Yellowstone’s John and Tate wear cowboy hats and stand in tall grass, mountains in the background.

Often, when I mention all of the above to someone who’s millennial or younger, their response is, “I’ve never even heard of this show. Paramount Network? What?” or “Oh, my mom loves that show.” Compared to Succession, a prestigious HBO series and a critically acclaimed show whose second and third seasons have become the subject of endless online discussion, Yellowstone has barely gotten a second look from people talking about television on the internet.

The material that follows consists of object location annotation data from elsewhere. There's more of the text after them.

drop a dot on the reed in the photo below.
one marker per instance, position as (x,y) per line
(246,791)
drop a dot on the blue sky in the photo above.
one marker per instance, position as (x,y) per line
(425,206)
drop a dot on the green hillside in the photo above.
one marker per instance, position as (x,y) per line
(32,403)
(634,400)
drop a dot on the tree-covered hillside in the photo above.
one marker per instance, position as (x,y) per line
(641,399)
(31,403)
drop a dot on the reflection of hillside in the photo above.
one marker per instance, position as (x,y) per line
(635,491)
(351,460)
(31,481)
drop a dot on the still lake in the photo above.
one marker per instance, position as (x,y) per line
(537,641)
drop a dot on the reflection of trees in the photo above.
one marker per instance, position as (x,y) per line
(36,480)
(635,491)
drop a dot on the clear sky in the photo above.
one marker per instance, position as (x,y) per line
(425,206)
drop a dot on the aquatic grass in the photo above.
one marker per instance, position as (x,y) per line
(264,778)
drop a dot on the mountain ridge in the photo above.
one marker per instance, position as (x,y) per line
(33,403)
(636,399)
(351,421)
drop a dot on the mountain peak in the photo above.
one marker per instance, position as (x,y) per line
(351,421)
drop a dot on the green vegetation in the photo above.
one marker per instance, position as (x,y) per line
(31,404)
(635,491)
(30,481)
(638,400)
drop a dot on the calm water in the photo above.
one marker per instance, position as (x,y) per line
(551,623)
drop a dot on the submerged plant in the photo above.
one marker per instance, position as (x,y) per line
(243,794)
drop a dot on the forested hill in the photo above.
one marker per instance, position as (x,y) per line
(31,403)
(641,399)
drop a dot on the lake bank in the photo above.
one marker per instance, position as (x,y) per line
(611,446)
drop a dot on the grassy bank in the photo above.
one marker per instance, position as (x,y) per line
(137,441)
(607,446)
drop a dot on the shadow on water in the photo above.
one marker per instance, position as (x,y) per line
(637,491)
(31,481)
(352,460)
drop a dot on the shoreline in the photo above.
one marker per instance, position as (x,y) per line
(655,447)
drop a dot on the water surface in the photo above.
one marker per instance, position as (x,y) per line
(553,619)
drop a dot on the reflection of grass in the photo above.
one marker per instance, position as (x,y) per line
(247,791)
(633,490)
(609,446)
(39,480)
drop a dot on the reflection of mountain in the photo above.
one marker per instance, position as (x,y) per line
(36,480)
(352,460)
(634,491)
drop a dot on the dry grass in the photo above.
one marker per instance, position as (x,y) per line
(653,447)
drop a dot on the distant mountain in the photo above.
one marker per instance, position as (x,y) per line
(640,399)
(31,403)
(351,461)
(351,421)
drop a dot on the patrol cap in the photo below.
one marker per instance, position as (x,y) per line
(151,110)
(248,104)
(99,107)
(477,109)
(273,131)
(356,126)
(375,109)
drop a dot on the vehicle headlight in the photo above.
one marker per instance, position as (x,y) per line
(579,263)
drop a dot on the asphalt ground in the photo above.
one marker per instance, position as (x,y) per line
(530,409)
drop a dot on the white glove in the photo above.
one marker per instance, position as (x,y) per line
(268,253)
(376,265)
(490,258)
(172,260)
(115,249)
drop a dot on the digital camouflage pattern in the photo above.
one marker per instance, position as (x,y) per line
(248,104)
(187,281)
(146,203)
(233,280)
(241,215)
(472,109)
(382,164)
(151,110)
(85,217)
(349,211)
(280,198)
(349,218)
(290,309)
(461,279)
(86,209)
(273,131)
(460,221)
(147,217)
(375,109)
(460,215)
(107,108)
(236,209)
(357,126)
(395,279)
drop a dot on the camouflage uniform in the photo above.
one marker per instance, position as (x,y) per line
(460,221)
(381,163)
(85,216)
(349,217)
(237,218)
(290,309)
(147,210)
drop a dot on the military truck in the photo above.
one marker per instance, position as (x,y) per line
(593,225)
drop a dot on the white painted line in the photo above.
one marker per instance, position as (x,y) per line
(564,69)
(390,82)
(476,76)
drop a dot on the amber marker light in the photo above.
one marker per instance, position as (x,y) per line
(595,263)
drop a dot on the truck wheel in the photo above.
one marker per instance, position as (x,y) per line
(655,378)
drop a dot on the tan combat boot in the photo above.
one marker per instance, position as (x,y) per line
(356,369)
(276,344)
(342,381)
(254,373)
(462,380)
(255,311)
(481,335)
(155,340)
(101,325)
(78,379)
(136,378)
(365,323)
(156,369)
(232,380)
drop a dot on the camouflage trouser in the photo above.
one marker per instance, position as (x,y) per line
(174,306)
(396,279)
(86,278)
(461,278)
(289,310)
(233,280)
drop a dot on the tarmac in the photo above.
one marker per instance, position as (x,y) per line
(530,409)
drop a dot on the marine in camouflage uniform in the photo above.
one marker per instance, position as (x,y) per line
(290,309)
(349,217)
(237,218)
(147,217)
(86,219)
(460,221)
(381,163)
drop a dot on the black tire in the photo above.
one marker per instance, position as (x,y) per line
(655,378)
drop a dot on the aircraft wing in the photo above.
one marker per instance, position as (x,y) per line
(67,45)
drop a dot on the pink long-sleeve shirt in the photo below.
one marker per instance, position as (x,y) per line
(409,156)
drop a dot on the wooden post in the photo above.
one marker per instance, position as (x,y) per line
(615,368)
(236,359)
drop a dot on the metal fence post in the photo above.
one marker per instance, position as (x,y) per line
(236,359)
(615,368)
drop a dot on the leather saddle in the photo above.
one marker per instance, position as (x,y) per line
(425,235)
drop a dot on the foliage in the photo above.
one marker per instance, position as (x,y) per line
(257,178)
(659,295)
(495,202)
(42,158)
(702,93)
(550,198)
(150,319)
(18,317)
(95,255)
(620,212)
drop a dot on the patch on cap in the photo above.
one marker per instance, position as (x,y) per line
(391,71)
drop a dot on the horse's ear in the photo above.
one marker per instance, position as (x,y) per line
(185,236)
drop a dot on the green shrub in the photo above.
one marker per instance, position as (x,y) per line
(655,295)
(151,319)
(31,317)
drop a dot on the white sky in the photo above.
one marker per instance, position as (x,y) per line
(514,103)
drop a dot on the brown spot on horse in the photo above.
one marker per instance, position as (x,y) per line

But if you search online long enough, you’ll find a thriving Yellowstone fan community. There are T-shirts on Etsy! Fan speculation videos on YouTube with hundreds of thousands of views! A small but mighty collection of fanfics about the show’s main couple, will they/won’t they! That means the secret hit must have tapped into something in the culture, right? Secret hits often do. Maybe Yellowstone can tell us something about how we live today.

But Yellowstone, a worthwhile show that almost consistently gets three out of five stars, isn’t particularly interested in saying anything grand or sweeping about the world. Instead, like so many TV hits before it, Yellowstone is comforting and upbeat, and doesn’t rock the boat too much. That, in the end, might explain both its appeal and what it, inadvertently, ultimately says about America in 2021.